Aboard Iowa

1409

They gave the Chinese carriers a wide berth, working their way close to the Vietnamese coastline before heading back west. It occurred to Dog this very same B-52 frame might have pulled many missions here decades ago, dropping its sticks on North Vietnamese targets, maybe even mining Haiphong harbor. Dog had an unobstructed view of the coastline from roughly 25,000 feet; it seemed like a faceted jewel, a piece of intricately cut jade. He’d missed Vietnam, and wasn’t the nostalgic type besides, but even to Dog, it looked like the last place on earth a war would break out.

Then again, so did the empty ocean in front of him.

“Two minutes to our search area,” reported Rosen.

“Delaford, how’s it looking down there?” Dog asked him.

“We’re ready when you are, Colonel.”

“We’re talking to your friends in the Orions. They haven’t found anything for us yet.”

“Tell ’em to listen harder,” said Delaford.

“I’d give ’em new hearing aids if I thought it would help.” Dog did an instrument check, then turned his gaze back to the side window, looking down at the now-peaceful sea. His quarry was somewhere below, but where?

Armed with the satellite information as well as intercepts from SOUS and another hydrophone net, the Fleet intelligence officers had analyzed the probably course of the Chinese submarines. They had decided, given the mission, the subs would work as direct a course to the carrier group as possible, and probably get regular updates as they closed. This scenario presented several opportunities for finding the subs; not only would their route be some-what predictable, but the subs would probably pole their masts above the surface from time to time. The intel officers looked for specific choke points—in this case, places where it would be easy to find the subs as they passed—and concentrated their resources there. It sounded good, but so far, it wasn’t working. There was so much sea to cover, and without support vessels and submarines to assist, the Orions had a relatively limited view.

Dog wondered about the possibilities of extending Piranha’s range—not by the factor of two, which Delaford had said was doable, but by ten or even a hundred. It would be much more effective to launch it now and let it go find its target on its own.

Actually, they could, theoretically, do that. Just launch and search. Set a course southwest, toward the Chinese carriers; they’d find the subs sooner or later.

“Tommy, what do you think of launching Piranha blind and letting it look for the subs on its own?” Dog asked Delaford over the interphone.

“You mean completely without contact?” asked Delaford. “The problem is, Colonel, it’s such a wide area to cover. Considering Piranha can only stay in the water for eighteen hours—well, twenty or twenty-one …”

“It’ll stay longer than that,” said Dog.

“Right, I mean, it can only pursue at speed for that long, then runs down.”

“But if we figure, say, an eighteen-hour patrol, so the last six hours or so it’s near the carriers—I don’t know, can you plot something like that out? How close would we have to be?”

“Let me talk to English.”

“Orions are clean,” reported Rosen. “You know what we need? Hot dogs.”

“Oh, that’d be great on a long mission,” said Dog sarcastically.

“Break up the monotony.”

“Colonel, we think we have a good drop,” said Delaford, coming back on the line. He laid out a plan to launch Piranha at 260 nautical miles from the carrier task force and run it on an intercept. When it reached a point twenty miles from the carriers, it would then sweep ahead in an arcing search pattern.

“The only problem is what we do if, after we launch, the Orions find the Chinese subs and they’re really far away.”

“How far?” asked Dog.

“Well, anything over fifty miles and not heading in our direction is going to be problematic,” said Delaford.

“But we’ll know where they’re headed.”

“Only if our guess that they’re after the Indian sub is right.”

“I say we go for it,” said Dog.

“I agree.”

Woods and Allen might not, but Dog couldn’t see the use of flying around all day and not launching. They had to take a shot sooner or later.

“Give us that launch point again,” Colonel Bastian told Delaford.

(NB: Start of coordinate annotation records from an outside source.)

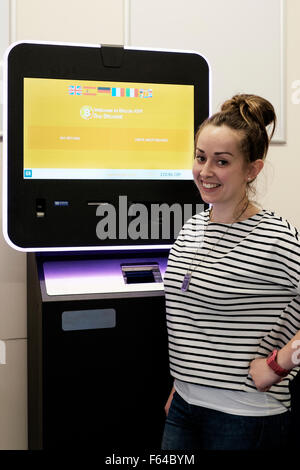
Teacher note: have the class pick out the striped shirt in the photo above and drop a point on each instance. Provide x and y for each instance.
(242, 301)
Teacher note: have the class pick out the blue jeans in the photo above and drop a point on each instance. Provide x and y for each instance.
(190, 427)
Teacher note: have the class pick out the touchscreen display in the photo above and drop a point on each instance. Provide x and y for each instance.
(81, 129)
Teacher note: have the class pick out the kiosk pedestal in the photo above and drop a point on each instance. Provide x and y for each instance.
(97, 361)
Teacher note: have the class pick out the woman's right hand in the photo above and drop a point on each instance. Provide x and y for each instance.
(169, 401)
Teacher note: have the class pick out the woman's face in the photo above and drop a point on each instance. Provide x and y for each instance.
(220, 169)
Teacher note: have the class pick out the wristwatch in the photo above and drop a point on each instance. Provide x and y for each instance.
(271, 361)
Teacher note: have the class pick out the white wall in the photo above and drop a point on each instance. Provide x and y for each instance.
(101, 21)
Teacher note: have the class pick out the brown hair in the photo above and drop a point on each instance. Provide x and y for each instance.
(249, 114)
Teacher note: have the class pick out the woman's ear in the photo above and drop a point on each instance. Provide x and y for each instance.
(254, 169)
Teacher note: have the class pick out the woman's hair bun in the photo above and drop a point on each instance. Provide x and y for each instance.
(251, 108)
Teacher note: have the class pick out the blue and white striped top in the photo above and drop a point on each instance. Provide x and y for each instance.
(243, 299)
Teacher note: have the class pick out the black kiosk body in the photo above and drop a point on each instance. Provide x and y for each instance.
(98, 151)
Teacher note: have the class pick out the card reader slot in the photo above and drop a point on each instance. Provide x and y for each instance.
(141, 273)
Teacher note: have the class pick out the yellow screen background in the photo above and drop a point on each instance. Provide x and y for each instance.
(85, 131)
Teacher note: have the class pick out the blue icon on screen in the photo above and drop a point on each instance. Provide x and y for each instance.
(27, 173)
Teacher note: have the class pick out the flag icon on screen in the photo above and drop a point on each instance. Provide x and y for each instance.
(103, 89)
(75, 90)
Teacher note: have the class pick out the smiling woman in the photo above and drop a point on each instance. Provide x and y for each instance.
(230, 149)
(232, 289)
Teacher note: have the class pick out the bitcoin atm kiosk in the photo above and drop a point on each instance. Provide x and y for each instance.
(98, 150)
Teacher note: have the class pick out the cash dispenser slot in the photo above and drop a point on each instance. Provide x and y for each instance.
(141, 273)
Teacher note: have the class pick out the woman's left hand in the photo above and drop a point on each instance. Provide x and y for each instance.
(262, 375)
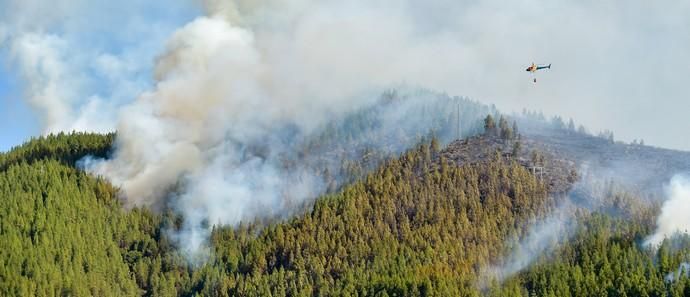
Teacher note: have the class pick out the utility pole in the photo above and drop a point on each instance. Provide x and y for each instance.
(457, 129)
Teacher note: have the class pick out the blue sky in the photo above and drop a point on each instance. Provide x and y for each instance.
(99, 55)
(617, 65)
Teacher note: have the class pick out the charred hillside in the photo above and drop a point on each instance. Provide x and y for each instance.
(637, 165)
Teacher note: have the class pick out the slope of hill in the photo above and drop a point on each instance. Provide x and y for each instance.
(424, 224)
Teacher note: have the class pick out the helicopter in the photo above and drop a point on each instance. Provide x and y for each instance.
(534, 67)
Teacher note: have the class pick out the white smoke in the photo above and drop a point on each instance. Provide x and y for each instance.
(682, 271)
(227, 86)
(72, 76)
(542, 237)
(674, 218)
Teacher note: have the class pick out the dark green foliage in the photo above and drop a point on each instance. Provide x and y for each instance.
(66, 148)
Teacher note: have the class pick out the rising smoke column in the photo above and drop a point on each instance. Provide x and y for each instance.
(675, 212)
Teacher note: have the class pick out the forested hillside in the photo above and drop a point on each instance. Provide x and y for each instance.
(421, 224)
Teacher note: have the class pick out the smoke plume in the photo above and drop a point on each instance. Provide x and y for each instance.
(674, 216)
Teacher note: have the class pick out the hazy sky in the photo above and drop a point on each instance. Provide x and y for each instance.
(619, 65)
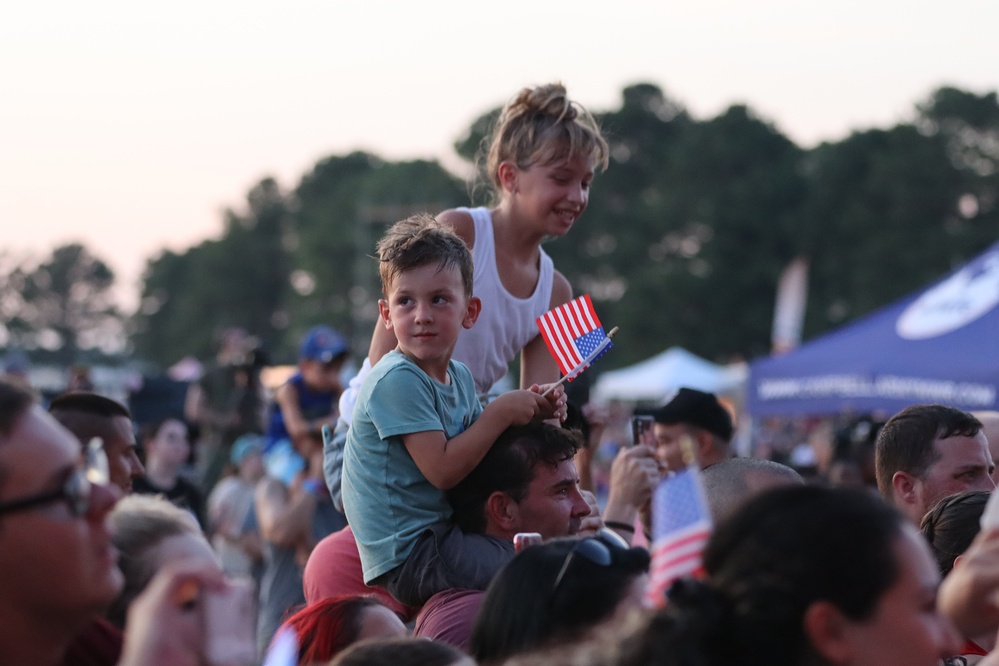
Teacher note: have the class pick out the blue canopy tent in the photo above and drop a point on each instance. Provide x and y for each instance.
(939, 345)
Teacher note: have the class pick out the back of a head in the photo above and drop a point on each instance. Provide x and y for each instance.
(783, 551)
(540, 126)
(15, 401)
(905, 443)
(529, 605)
(138, 523)
(400, 652)
(731, 483)
(420, 240)
(508, 467)
(951, 526)
(327, 627)
(699, 409)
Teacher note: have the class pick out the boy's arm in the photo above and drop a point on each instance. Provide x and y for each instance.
(445, 462)
(536, 363)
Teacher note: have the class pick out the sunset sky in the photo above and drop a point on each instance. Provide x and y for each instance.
(131, 125)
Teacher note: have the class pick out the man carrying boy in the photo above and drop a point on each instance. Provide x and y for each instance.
(418, 428)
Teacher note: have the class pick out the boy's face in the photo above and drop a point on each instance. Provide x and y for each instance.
(426, 307)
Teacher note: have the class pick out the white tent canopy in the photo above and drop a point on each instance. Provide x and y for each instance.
(653, 379)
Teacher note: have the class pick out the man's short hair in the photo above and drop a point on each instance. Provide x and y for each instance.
(85, 402)
(905, 443)
(420, 240)
(727, 483)
(699, 409)
(509, 467)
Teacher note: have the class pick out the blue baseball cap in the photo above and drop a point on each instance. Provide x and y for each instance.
(322, 344)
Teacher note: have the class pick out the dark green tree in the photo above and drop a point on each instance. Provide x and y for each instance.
(241, 279)
(64, 305)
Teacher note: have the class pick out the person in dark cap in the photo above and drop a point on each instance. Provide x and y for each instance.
(308, 400)
(698, 415)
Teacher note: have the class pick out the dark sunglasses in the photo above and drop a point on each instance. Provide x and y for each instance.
(598, 550)
(75, 492)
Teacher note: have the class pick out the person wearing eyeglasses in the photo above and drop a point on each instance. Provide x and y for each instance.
(88, 416)
(557, 592)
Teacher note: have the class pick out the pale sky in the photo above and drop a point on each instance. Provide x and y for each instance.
(131, 125)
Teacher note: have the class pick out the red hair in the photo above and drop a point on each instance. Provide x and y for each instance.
(326, 627)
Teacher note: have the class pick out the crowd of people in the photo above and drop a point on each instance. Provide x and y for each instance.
(413, 517)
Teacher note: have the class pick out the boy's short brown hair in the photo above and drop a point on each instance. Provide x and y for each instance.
(420, 240)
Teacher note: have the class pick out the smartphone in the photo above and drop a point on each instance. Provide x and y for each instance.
(990, 517)
(641, 429)
(230, 617)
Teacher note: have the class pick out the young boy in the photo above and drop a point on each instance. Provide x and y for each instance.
(418, 427)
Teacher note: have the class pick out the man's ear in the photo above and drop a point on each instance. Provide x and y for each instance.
(904, 487)
(828, 632)
(383, 313)
(502, 512)
(472, 313)
(705, 445)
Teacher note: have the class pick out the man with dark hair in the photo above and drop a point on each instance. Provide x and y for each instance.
(927, 452)
(55, 549)
(729, 484)
(990, 428)
(89, 415)
(696, 415)
(527, 482)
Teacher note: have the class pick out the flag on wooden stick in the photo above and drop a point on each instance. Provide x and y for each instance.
(681, 525)
(574, 335)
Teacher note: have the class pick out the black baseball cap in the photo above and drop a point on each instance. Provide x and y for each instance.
(697, 408)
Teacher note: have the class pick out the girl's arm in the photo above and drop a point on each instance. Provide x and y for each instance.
(383, 340)
(536, 363)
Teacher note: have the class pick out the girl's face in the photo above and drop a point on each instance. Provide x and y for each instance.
(906, 629)
(552, 196)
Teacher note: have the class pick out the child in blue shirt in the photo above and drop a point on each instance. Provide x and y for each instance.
(418, 427)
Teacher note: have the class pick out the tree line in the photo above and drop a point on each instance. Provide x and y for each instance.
(683, 242)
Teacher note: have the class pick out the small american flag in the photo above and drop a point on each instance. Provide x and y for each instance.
(573, 333)
(681, 525)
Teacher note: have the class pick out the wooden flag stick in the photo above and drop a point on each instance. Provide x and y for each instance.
(586, 361)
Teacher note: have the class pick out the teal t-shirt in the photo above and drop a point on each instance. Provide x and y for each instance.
(388, 501)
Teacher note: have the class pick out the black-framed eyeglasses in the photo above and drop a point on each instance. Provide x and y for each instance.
(75, 492)
(597, 549)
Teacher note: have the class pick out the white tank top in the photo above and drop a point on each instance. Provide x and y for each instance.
(506, 323)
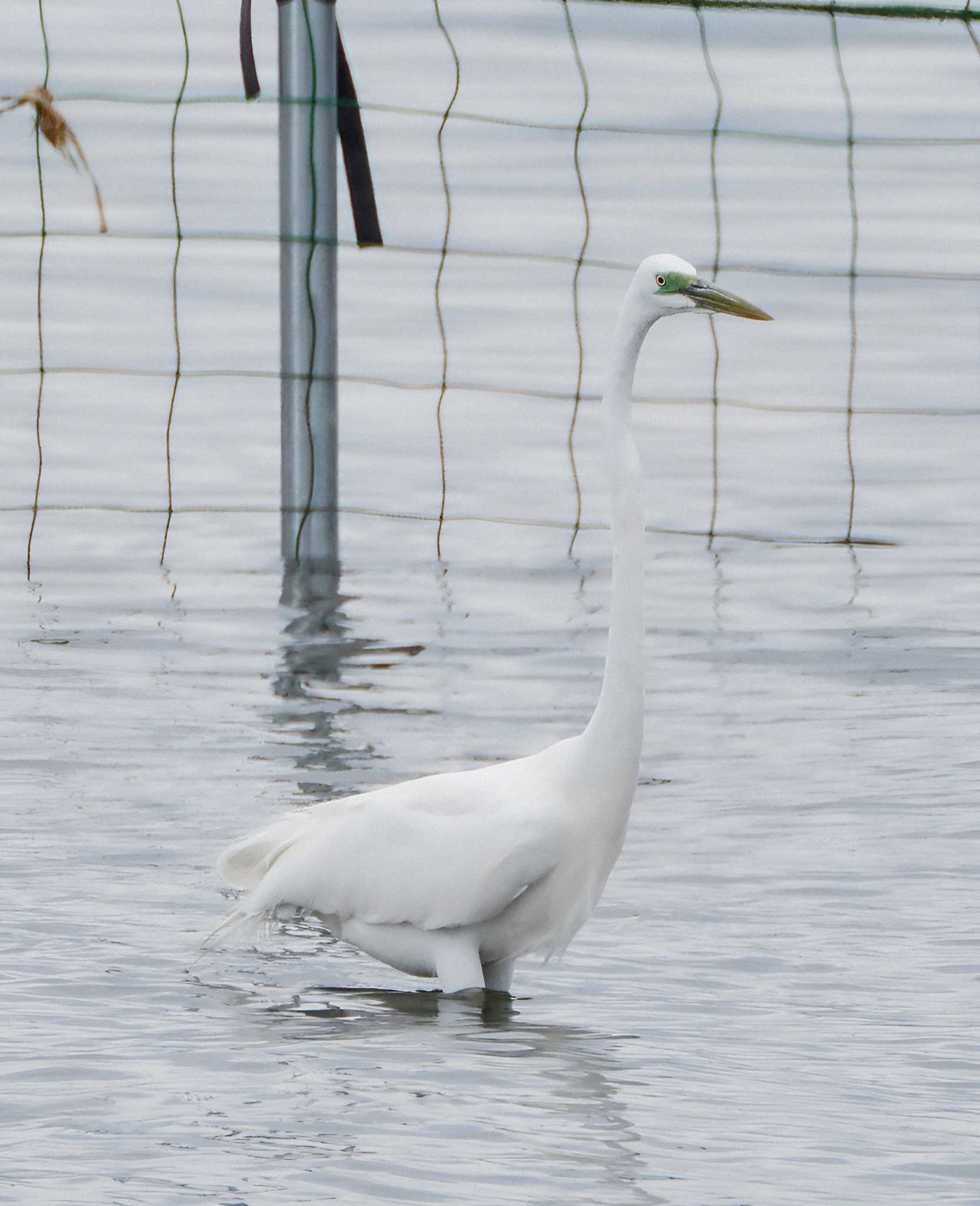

Twenty minutes later, Dog and his copilot took Iowa down to five hundred feet, surveying the ocean and preparing to launch a buoy and the device. After a last check with the Orions to make sure they hadn’t found anything, Dog dipped the plane’s nose. Piranha splashed into the water like an anxious dolphin, freed from her pen.

“Contact with Piranha,” said Delaford, reporting a link with the robot. “We’re running diagnostics now. Looking good, Colonel.”

They ran the Megafortress in a slow, steady oval at approximately five thousand feet above the waves. As they completed their second pass, Rosen got contacts on the radar—a pair of Shenyang F-8’s were heading south from China.

“I have them at one hundred twenty-five miles,’ said Rosen. “They’re between eighteen and twenty angels, descending.”

“They see us?” said Dog.

“Not clear at this time,” said Rosen.